Ursprung und Wanderwege
Das Wasser in den tiefen Schichten des Zechsteins ist etwa 10.000 Jahre alt. Das bedeutet, dass man heute den aufgetauten Schnee und das Eis der Rhön aus der "Würm"-Eiszeit“ am Luitpoldsprudel fördert.
Das kalte, in den Untergrund versickerte Wasser wanderte langsam über Störungen und Klüfte vom Rand der Ostrhön in Richtung des Fränkischen Beckens.
Je tiefer man im Fränkischen Becken bohrt, umso älter wird das Wasser und umso weiter entfernt liegt sein Ursprungsgebiet. Tiefe, Alter und die zurückgelegte Strecke des „wandernden“ Wassers stehen also in direkter Verbindung.
Die Durchlässigkeit der Gesteinsverbände verringert sich im allgemeinen nach unten, so dass das Alter des Wassers überproportional zur Tiefe hin zunimmt.
Die blau markierten Fließwege des Grundwassers in der Abbildung oben verdeutlichen diese Zusammenhänge. Dabei stellen große Pfeile Bereiche mit höherer Fließgeschwindigkeit dar, die kleinen Pfeile deuten an, dass im unteren Bereich nur sehr niedrige Fließgeschwindigkeiten auftreten.
Am Luitpoldsprudel werden somit oben Wässer aus der näheren Umgebung und jüngeren Alters, im tiefen Untergrund aus größerer Entfernung und damit höheren Alters angetroffen.

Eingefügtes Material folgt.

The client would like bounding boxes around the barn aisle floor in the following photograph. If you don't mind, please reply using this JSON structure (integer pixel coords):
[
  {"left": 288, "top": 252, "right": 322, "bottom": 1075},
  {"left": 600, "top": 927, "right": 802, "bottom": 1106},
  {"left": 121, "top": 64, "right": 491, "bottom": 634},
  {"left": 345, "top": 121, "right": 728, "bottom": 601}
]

So benötigt das Wasser oft nur einige Tage, um in die obersten 10 Meter des Bodens einzusickern, jedoch schon mehrere Jahre, um in eine Tiefe von 100 Metern zu gelangen. Berücksichtigt man die 20 km Entfernung von der Rhön als Ursprungsgebiet bis zum Luitpoldsprudel, so ergibt sich für das Wasser des Zechsteins in ca. 500 m Tiefe ein Alter von etwa 10.000 Jahren (siehe Abbildung links unten).Neben dem Alter nimmt auch die Temperatur des Wassers zur Tiefe hin zu. Die Temperatur wird durch einen konstanten Wärmefluss infolge des Zerfalls radioaktiver Uran-, Thorium-, Zirkon- und Kalium-Isotope in sehr tiefen Erdschichten bestimmt. Dabei verläuft die Zunahme der Temperatur mehr oder minder linear und erhöht sich um etwa 2,7 bis 2,9 °C pro 100 m Tiefe. In den obersten 5-10 m wird aufgrund eines Wärmeaustausches mit der Atmosphäre eine Temperatur von etwa 9 °C gemessen, ein Wert, der hier einer mittleren Jahreslufttemperatur entspricht. Aufgrund der Temperaturzunahme zur Tiefe berechnet sich eine Tiefentemperatur in 1000 m von 38 °C.

Das Wasser des Luitpoldsprudels
Der Luitpoldsprudel wird, neben den Kurgartenquellen in Bad Kissingen und der Balthasar-Neumann-Quelle in Bad Bocklet, besonders wegen seiner geringeren Gesamtmineralisation als Heilwasser geschätzt. Seine Hauptinhaltsstoffe sind Natrium, Calcium, Chlorid, Sulfat und Hydrogencarbonat. Diese Mineralstoffe haben ihren Ursprung überwiegend in den Salinarschichten des Zechsteins.
Ein weiteres wesentliches Kriterium für die Heilquellencharakterisierung ist der Gehalt an freiem gelösten CO2, der den für Heilwässer geforderten Mindestwert von 1000 mg/l um über das Doppelte übersteigt. Als Ursprung des CO2’s werden die vulkanischen Aktivitäten der nahen Rhön angesehen.

Das gebräuchliche Tortendiagramm wurde eigens zur Darstellung komplexer chemischer Eigenschaften der Heilwässer in diesen neuen Typ umgewandelt.
Auch Vorgebildete und interessierte Laien können näher in die Materie einsteigen und sich detailliertes lokales Wissen aneignen.